Check if combiner is enabled or not? If yes, then it means that reduce logic has to be run on all the records (output of mapper). This happens in memory. Based on your application you need to check if enabling combiner helps or not. Trade off is between the network transfer bytes and time taken/memory/CPU for the reduce logic on 'X' number of records.
If you feel that combiner is not much of value, just disable it.
If you need combiner and 'X' is a huge number (say millions of records) then considering changing your split logic (For default input formats use less block size, normally 1 block size = 1 split) to map less number of records to a single mapper.
Number of records getting processed in a single mapper. Remember that all these records need to be sorted in memory (output of mapper is sorted). Consider setting mapreduce.task.io.sort.mb (default is 200MB) to a higher value if needed. mapred-configs.xml
If any of the above didn't help, try to run the mapper logic as a standalone application and profile the application using a Profiler (like JProfiler) and see where the memory getting used. This can give you very good insights.
Running yarn on Windows Linux subsystem with Ubunto OS, error "running beyond virtual memory limits, Killing container"
I resolved it by disabling virtual memory check in the file yarn-site.xml
<property> <name>yarn.nodemanager.vmem-check-enabled</name> <value>false</value> </property>
I am practicing Hadoop programs (version hadoop3). Via virtual box I have installed Linux OS. We allocate very limited memory at time of installation of Linux.
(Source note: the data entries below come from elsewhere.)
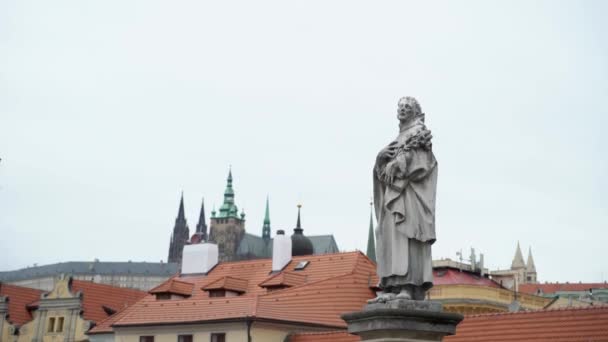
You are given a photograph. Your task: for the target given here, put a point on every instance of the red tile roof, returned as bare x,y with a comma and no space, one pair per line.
284,279
560,325
18,299
335,283
329,336
228,283
449,276
96,296
174,286
552,288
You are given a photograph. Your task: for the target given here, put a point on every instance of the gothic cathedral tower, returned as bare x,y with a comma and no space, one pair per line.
227,227
180,235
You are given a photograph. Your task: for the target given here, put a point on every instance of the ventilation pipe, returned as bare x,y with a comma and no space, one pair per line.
281,251
199,258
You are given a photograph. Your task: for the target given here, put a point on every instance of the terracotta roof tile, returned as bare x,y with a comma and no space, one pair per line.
552,288
336,283
449,276
228,283
560,325
95,296
327,336
174,286
284,279
18,300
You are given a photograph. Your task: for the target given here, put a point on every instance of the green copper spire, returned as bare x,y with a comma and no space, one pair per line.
371,244
266,227
228,208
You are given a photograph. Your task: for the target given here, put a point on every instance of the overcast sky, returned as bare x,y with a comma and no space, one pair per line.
109,109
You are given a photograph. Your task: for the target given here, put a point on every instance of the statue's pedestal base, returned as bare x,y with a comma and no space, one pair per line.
402,320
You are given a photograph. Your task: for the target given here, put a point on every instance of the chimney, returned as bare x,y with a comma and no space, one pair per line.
199,258
281,251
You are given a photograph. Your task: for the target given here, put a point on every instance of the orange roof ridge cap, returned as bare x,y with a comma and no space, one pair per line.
550,310
296,287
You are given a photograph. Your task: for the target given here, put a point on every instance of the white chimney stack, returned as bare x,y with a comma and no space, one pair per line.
199,258
281,251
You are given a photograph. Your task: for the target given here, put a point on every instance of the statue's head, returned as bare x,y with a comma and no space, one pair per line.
408,108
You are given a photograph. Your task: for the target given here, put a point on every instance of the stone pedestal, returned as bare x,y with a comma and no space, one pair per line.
403,321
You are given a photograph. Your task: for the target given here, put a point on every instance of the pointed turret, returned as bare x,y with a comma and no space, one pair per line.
228,208
371,243
530,267
181,216
518,259
266,226
201,227
180,236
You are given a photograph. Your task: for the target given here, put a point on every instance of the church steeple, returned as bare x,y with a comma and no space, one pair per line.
181,216
180,235
266,226
201,227
228,208
518,259
371,243
530,267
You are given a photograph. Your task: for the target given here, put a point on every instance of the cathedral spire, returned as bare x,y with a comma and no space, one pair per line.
181,216
371,244
180,235
266,226
201,227
298,229
228,208
530,267
518,259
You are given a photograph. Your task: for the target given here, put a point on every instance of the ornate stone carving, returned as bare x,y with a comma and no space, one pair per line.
405,182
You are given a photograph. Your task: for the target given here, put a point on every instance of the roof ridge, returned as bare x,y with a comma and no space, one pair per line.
305,284
564,309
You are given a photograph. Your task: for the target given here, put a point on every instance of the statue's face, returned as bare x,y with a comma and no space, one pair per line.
406,109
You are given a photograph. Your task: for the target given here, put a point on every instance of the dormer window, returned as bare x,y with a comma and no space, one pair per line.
283,280
173,289
301,265
226,287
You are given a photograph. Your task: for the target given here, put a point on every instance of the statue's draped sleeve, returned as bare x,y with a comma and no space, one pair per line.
409,201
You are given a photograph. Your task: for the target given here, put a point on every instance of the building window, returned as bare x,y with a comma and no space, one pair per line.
59,325
163,296
218,337
217,293
51,326
184,338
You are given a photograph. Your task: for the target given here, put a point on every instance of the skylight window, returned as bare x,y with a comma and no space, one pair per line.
301,265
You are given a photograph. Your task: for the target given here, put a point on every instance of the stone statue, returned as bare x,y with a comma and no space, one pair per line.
405,184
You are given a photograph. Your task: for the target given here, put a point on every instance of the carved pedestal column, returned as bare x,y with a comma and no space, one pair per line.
403,321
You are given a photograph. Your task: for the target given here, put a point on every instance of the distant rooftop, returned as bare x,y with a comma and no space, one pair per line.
91,268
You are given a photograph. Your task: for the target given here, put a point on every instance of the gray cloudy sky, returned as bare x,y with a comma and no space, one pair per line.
108,109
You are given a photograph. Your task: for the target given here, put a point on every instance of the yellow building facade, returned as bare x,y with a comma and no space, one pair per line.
478,299
57,317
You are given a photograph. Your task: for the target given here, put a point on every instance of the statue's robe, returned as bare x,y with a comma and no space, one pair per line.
405,210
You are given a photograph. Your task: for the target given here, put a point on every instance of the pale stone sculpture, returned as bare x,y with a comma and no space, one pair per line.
405,184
By setting the following memory limit properties in mapred-site.xml and restarting your HDFS and YARN then my program worked.
<property>
<name>mapreduce.map.memory.mb</name>
<value>4096</value>
</property>
<property>
<name>mapreduce.reduce.memory.mb</name>
<value>4096</value>
</property>
I haven't personally checked, but hadoop-yarn-container-virtual-memory-understanding-and-solving-container-is-running-beyond-virtual-memory-limits-errors sounds very reasonable
I solved the issue by changing yarn.nodemanager.vmem-pmem-ratio to a higher value , and I would agree that:
Another less recommended solution is to disable the virtual memory check by setting yarn.nodemanager.vmem-check-enabled to false.